Introduction to Financial Assets and Markets
Contractual Obligations and Savings
The concept of savings is framed as the difference between income and compensation.
Defined as net savings:
A person's earnings minus their expenditures.
Example:
Earned: $10,000
Expenditures:
Rent: $3,000
Utilities, Internet, car expenses, etc.: $1,000
Net Savings: $10,000 - ($3,000 + $1,000) = $6,000
The objective is to maximize savings, leading to a preference for positive cash flow.
Investments and Assets
Investments are defined as expenditures aimed at generating returns.
Assets can be categorized into:
Real Assets: Physical items that can produce goods/services (e.g., factories).
Financial Assets: Represent ownership or claims on future income (e.g., stocks).
Examples of investments discussed:
Buying stocks as a financial asset.
Investing in factories as a real asset.
Real vs Financial Assets
Real Assets:
Examples include factories, land, and commodities.
Financial Assets:
Stocks and debt securities (e.g., bonds).

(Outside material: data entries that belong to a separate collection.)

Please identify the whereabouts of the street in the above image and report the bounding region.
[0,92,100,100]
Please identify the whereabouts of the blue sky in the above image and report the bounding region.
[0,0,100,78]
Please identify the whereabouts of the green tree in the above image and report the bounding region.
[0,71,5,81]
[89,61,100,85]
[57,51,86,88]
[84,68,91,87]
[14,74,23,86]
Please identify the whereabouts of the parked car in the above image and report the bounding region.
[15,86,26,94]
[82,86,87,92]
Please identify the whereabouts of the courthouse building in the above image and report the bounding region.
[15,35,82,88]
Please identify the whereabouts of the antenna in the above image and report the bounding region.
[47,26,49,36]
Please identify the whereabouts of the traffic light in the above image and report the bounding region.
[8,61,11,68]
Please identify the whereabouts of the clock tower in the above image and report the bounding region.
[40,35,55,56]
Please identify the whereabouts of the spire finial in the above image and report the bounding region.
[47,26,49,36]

Financial assets provide claims on income generated by real assets.
Corporation and the Objective of Business
The primary goal of a corporation is to maximize shareholder value by claiming on real assets or income generated from them.
Types of business structures were mentioned: proprietorship, partnership, and corporation.
Financial Investment Vehicles
Types of financial investment vehicles discussed included:
Futures: Contracts based on the expected future price of an asset.
Options: Contracts that confer the right, but not the obligation, to buy/sell an asset at a predetermined price.
Debt Securities: Instruments like bonds, which provide income in the form of coupons and other payments.
The related concept of yields from bonds, where one expects future cash flows (e.g., individual seeks $1,000 at the end of maturity).
Derivatives and their Market Function
Derivatives like options and futures are derived from other securities, creating claims on the underlying secured assets.
The Chicago Mercantile Exchange (CME Group) is key in trading these derivatives, especially in futures and options in various markets.
Notable fact: CME Group trades approximately $5 trillion in currency daily.
Asset Ownership: Agency Problem
Discussion on the conflict of interest between owners (shareholders) and managers (agents).
A principal-agent problem emerges since managers may act in their interest rather than maximizing shareholder value.
Strategies mentioned to mitigate agency problems include:
Establishing a strong, independent board to oversee management.
Performance contracts linking executive compensation to profits and stock price to align goals.
Role of Financial Markets
Informational Role: Financial markets serve to efficiently allocate resources based on the performance of various firms.
Market efficiency suggests that rational investors prefer investments with the highest prospective returns.
The model of financial decision-making governs how individuals make consumption and savings decisions over their lifespan, aiming for long-term utility maximization through asset allocation.
Financial markets provide the necessary framework to adjust to changes in economic conditions (e.g., interest rates during recessions or expansions).
Economic Concepts Related to Financial Decisions
Risk Allocation: Investors prefer lower risk with a higher return (risk-return trade-off).
Opportunity Cost: Individuals often choose between spending now or saving for future consumption to maximize overall lifetime utility.
Investment as a Lifelong Pursuit
The individual's need to balance current spending with future investment predicts a lifetime management of personal finances to maximize utility.
The financial market facilitates this by allowing individuals to invest and adapt their consumption patterns over time.
Government Policy in Financial Context
Fiscal policies adopted by governments in response to recession typically involve lowering interest rates.
Lower interest rates stimulate spending, making credit more accessible, which in turn influences household consumption levels versus savings behaviors.
Market Participants
Distinctions between various market participants such as:
Households: Collectively referred to as retail investors who engage with the market primarily for personal investment.
Businesses: Firms that actively participate in the financial markets.
Government: Plays a key role in adjusting monetary policy and interest rates according to economic conditions.
Interaction among suppliers of funds, demanders of funds, and the pricing of loans was noted as a critical component of market dynamics.